Nul ne peut se voir reconnaître la nationalité française s'il ne justifie pas d'une identité certaine, attestée par des actes d'état civil fiables au sens de cet article.

Il incombe donc à M. [Z] [I] d'apporter la preuve de son état civil au moyen d'actes d'état civil probants au sens de l'article 47 du code civil.

Le tribunal a retenu que l'état civil de M. [Z] [I] est certain dès lors que son acte de naissance dressé au Mali a été transcrit dans les registres français de l'état civil.

Toutefois, la circonstance que l'acte de naissance étranger a été transcrit par le consul général de France à Bamako n'a pas pour effet de rendre les dispositions de l'article 47 du code civil inopérantes. En effet, la transcription de celui-ci sur les registres de l'état civil français, simple mesure de publicité, n'a pas pour effet de le purger des vices dont il est atteint, la valeur probante de cette transcription étant subordonnée à celle de l'acte étranger à partir duquel elle a été effectuée.

Le juge est ainsi tenu de vérifier la force probante, au regard des dispositions de l'article 47 du code civil, de l'acte de naissance étranger de l'intéressé.

En outre, contrairement à ce qu'a retenu le tribunal, l'article 98-4 du code civil, étant inapplicable à l'espèce, aucune disposition ne fait obligation au ministère public d'agir devant le tribunal judiciaire de Nantes en nullité de l'acte transcrit par l'officier d'état civil consulaire, préalablement à la contestation de l'acte d'état civil étranger sur la base duquel l'acte de l'état civil consulaire français a été dressé, le vice dont est affecté l'acte étranger d'origine privant l'acte d'état civil consulaire français de sa valeur probante.

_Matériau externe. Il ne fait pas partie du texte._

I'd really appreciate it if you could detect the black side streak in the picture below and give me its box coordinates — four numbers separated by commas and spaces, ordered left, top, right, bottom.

En l'espèce, comme le relève à juste titre le ministère public, si l'intéressé verse aux débats une copie délivrée le 27 juin 2014 de son acte de naissance transcrit par le consul général de France à Bamako sur les registres du service central de l'état civil de [Localité 1] (sa pièce n°5), sur production d'une copie de l'acte malien original n°59/AO7, il ne communique aucune copie dudit acte malien.

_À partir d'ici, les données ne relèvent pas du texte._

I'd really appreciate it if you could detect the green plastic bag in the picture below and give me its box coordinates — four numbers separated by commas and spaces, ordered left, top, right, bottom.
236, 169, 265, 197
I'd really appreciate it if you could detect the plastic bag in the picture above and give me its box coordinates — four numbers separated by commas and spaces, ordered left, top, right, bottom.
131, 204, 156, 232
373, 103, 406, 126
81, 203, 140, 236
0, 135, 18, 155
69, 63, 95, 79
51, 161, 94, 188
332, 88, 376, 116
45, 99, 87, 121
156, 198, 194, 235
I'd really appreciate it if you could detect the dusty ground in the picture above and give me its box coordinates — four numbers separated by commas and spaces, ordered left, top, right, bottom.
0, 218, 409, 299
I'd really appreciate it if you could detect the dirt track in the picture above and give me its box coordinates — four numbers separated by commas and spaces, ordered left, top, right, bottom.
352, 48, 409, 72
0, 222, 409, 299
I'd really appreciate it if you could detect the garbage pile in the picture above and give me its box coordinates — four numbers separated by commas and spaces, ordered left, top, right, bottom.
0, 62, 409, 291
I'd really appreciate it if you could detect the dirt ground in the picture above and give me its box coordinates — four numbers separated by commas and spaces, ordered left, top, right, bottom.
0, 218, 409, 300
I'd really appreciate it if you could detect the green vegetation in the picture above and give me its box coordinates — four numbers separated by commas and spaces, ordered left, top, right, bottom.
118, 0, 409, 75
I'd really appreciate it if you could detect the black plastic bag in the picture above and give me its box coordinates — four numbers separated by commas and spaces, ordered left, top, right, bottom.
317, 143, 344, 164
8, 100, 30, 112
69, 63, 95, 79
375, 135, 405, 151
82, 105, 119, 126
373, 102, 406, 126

Le ministère public, en revanche, produit notamment sous la forme de photocopies certaines des pièces dont il affirme qu'elles ont fondé la transcription consulaire, dont le volet n°3 de l'acte de naissance n°59/AO7 (sa pièce n°7) et une copie intégrale du même acte délivrée le 18 novembre 2013 (pièce n°5).

Or, ledit volet n°3, la copie intégrale de l'acte n°59/AO7, ainsi que la copie de l'acte transcrit à Nantes produite par l'intéressé, mentionnent un jugement supplétif d'acte de naissance n°572 rendu par le tribunal civil de Kayes en mars 2007.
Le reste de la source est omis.